Even though the code that Claude Opus 4.5 was a bit clunkier, it avoided this specific pitfall. Claude Opus 4.6 provided a more elegant solution to the search problem, but applied that same unrestricted dynamism to the creation logic, resulting in a security blocker.
What this means for developers
This experiment isn't a knock on Claude Opus 4.6. In fact, 4.6 did a better job of following the architectural spirit of the prompt.
However, it highlights that different models (and different versions of the same model) have different personalities.
- Claude Opus 4.5 leaned conservative, resulting in safer but messier code.
- Claude Opus 4.6 tended toward efficiency, being overly trusting but writing cleaner code.
As developers, we cannot assume that a newer or more powerful model will automatically handle security edge cases, especially when we give it constraints that encourage flexibility.
Vibe, then verify
This is a prime example of where the vibe, then verify workflow becomes absolutely critical.
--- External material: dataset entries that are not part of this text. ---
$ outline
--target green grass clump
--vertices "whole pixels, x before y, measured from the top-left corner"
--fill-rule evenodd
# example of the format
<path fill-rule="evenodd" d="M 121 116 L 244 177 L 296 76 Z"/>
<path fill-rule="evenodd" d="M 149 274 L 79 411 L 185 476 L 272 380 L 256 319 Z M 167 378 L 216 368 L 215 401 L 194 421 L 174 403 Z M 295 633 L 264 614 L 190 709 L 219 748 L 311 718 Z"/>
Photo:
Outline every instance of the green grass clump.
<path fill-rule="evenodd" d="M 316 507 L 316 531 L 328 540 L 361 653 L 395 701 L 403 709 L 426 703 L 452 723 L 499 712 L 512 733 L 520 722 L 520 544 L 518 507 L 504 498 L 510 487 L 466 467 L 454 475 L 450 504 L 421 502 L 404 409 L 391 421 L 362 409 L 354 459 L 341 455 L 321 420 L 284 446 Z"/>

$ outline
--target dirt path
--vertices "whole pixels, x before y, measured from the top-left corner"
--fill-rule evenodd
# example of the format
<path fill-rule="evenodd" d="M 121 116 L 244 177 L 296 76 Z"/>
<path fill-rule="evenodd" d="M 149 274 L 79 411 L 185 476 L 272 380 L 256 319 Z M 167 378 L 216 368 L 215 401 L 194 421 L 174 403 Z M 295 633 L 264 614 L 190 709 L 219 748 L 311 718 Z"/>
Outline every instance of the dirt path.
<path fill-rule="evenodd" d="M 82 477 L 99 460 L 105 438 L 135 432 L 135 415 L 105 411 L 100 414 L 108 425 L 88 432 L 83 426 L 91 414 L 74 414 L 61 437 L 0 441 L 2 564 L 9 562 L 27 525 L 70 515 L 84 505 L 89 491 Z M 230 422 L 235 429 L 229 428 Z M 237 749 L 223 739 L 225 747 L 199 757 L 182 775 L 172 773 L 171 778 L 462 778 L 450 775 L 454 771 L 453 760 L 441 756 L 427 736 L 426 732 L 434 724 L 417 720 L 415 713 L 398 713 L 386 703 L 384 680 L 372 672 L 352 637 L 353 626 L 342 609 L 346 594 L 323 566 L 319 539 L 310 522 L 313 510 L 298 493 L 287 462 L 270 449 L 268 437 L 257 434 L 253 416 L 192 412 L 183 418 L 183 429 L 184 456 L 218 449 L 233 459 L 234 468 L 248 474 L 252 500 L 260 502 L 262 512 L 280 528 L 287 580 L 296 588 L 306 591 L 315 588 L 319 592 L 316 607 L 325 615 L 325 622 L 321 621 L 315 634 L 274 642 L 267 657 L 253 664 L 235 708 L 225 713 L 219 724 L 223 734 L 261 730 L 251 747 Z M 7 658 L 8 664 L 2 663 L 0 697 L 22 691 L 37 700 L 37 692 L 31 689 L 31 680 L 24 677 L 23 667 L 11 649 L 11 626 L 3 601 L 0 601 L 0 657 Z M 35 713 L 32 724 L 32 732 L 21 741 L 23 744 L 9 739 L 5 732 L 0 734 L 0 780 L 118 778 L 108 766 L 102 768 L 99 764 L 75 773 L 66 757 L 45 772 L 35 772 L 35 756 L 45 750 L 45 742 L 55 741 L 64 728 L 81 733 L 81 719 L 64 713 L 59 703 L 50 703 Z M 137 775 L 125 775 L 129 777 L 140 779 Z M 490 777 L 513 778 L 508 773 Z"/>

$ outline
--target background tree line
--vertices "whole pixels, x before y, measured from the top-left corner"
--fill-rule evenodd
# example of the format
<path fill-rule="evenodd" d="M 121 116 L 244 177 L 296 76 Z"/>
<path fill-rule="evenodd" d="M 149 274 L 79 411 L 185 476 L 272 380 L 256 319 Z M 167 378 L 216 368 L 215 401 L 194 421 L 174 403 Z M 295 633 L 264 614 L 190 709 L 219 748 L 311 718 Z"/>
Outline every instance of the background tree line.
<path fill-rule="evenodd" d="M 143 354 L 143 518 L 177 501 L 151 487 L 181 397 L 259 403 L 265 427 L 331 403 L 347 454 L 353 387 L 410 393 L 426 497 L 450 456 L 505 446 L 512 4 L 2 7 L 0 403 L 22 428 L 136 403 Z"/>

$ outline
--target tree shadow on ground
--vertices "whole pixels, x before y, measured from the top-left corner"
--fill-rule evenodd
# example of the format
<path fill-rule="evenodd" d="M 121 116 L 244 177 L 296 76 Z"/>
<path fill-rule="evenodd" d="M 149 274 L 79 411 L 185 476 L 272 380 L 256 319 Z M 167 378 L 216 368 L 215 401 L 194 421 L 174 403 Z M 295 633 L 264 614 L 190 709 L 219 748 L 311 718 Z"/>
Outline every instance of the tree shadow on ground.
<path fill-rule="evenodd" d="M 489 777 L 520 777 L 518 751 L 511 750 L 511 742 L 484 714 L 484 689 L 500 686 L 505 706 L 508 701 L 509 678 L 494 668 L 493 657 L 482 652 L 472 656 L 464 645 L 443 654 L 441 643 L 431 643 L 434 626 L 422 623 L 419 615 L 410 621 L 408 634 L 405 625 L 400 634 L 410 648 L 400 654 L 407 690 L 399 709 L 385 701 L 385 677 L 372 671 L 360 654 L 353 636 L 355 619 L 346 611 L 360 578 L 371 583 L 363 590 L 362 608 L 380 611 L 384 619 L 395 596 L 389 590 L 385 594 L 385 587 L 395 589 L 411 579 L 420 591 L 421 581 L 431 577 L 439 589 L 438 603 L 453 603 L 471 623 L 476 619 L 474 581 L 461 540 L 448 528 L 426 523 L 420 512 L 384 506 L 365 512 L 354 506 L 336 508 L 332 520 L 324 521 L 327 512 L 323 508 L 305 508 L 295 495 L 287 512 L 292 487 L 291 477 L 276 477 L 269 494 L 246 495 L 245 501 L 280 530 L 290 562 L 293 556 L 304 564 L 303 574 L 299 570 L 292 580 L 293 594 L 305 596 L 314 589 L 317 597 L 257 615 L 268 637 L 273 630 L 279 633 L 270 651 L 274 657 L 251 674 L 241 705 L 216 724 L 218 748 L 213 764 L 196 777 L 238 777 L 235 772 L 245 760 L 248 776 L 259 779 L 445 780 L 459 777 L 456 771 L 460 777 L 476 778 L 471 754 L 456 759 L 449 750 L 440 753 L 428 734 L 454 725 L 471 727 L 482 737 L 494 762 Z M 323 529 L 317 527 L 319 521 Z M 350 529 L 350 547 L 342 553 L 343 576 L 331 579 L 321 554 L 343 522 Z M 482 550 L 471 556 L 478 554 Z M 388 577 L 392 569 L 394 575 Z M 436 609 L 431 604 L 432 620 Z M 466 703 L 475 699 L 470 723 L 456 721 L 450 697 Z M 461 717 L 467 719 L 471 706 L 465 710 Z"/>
AI agents are incredibly powerful for scaffolding projects and solving complex logic problems, but they are essentially pattern-matching engines that try to satisfy your prompt as best as possible.
If you ask for dynamic, they’ll give you dynamic, even if that sometimes comes at the cost of security.
The value of integrating SonarQube into this developer workflow is that it provides a consistent baseline. It doesn't care which model version you used, only about the code that was produced. The unpolished logic of Claude Opus 4.5 is caught along with the security oversight of Claude Opus 4.6 with equal impartiality.